Geschrieben von am 27.11.2011

Kommentare

  •  hat noch kein eigenes Benutzerbild hochgeladen
  • schrieb am 29.11.2011 um 18:39 Uhr folgenden Kommentar

    Schwierig

    Marcel, das ist eine echt schwierige, aber durchaus berechtigte Frage. Nun bin ich leider kein Spielerscout und mein Fußballsachverstand ;-) reicht dazu wohl auch nicht aus, den oder die absoluten Verstärkungen hier namentlich zu benennen. Meiner Meinung gehören jedoch Reuss und Götze (was für Schmarrn-Diskussionen) nicht zu den Kandidaten, die uns in der jetzigen Situation helfen könnten. Ich schätze aber ein, dass Bayern bestimmt nicht untätig ist und schon welche auf dem Zettel hat, die echte Verstärkungen sein können. Ich glaube , dass Bayern keine "Granaten" hervorzaubert. Das könnte mal was Grundsolides sein. Eine Art Vidic oder Canavaro in seinen besten Zeiten würde ich mir wünschen :-) Gruß Otto

 

  • Marcel Kruse | Marcel
  • Marcel Kruse schrieb am 29.11.2011 um 09:01 Uhr folgenden Kommentar Dieser Blog Eintrag fand zwar direkt nach Spielende seinen Weg ins Netz, aber ich stehe nach wie vor zur Kernaussage. Ich freue mich, dass es noch andere gibt, welche die jetzige Situation kritisch betrachten und nicht durch die Vereinsbrille alles in rosa sehen.

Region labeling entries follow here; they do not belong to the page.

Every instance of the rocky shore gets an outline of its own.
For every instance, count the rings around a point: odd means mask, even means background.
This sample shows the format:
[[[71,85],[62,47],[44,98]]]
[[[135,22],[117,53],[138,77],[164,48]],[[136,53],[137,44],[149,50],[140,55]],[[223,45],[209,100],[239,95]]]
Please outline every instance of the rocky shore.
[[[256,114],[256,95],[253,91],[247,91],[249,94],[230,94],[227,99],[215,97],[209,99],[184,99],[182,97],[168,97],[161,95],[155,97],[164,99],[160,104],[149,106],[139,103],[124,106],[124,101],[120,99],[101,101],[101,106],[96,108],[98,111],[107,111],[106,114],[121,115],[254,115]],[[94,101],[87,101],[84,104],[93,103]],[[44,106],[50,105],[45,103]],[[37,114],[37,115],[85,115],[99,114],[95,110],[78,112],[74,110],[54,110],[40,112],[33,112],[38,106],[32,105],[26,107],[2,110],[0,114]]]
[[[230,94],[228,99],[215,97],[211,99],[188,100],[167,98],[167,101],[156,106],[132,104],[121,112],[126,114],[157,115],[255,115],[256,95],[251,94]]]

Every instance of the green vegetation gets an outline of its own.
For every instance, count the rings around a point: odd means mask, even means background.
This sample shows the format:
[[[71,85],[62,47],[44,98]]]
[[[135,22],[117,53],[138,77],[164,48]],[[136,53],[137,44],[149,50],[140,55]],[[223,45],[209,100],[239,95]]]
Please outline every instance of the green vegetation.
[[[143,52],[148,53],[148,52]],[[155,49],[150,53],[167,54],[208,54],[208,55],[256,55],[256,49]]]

    Wen würdet ihr euch denn als Verstärkung zukünftig wünschen? Meine Favoriten sind Sneijder und Montolivo, eventuell auch Fellani von Everton.

 

  • Bayern-Robby hat noch kein eigenes Benutzerbild hochgeladen
  • Bayern-Robby schrieb am 28.11.2011 um 19:30 Uhr folgenden Kommentar

    Absolut richtig !!!

    Gratuliere Marcel. Treffsicher deine Analyse, sprichst mir aus dem Herzen. Es gibt keinen Unterschied zur Saison unter LVG. Die hohen Heimsiege gegen Mannschaften wie Freiburg, Berlin usw. wurden in meinen Augen total überbewertet. Da kam null Gegenwehr und durch frühe Tore hatten unsere Bayern leichtes Spiel. Sorry Herr Heynckes, aber taktisch top ausgebildet sind wohl leider andere Trainer in der Bundesliga. 4x Rückstand = 4x verloren. In den 70ziger, 80ziger und zum Teil auch 90ziger Jahren waren wir des öfteren mit ein zwei Toren im Rückstand, aber dann wurde das Match meistens noch gedreht. Warum? Weil wir Spieler mit Eiern (Sprichwort O.Kahn) und keine Weicheier hatten. Unser Buchautor (Herr Lahm) sollte eher Pressesprecher beim FC Bayern werden, weil auf dem grünen Rasen ist schon lang nicht mehr viel zu sehn von ihm.
    Sorry liebe Bayern-Fans, leide wohl selber am meisten darunter obwohl mir jetzt einige böse sind.

 

  •  hat noch kein eigenes Benutzerbild hochgeladen
  • schrieb am 27.11.2011 um 20:30 Uhr folgenden Kommentar Wow, das ist ehrlich, ausführlich und bestechend in der Bewertung! Ich bin begeistert, das wird bei den Bayern nicht unbedingt auf Freude stoßen. Aber treffender kann es kein bezahlter Fußballexperte ausdrücken. Vielleicht sind ja paar clevere dabei, die es lesen und sich was draus mitnehmen.
    Mach aber mal den "Hühnerkaufen" richtig.

    Danke, Marcel für diese Kollumne.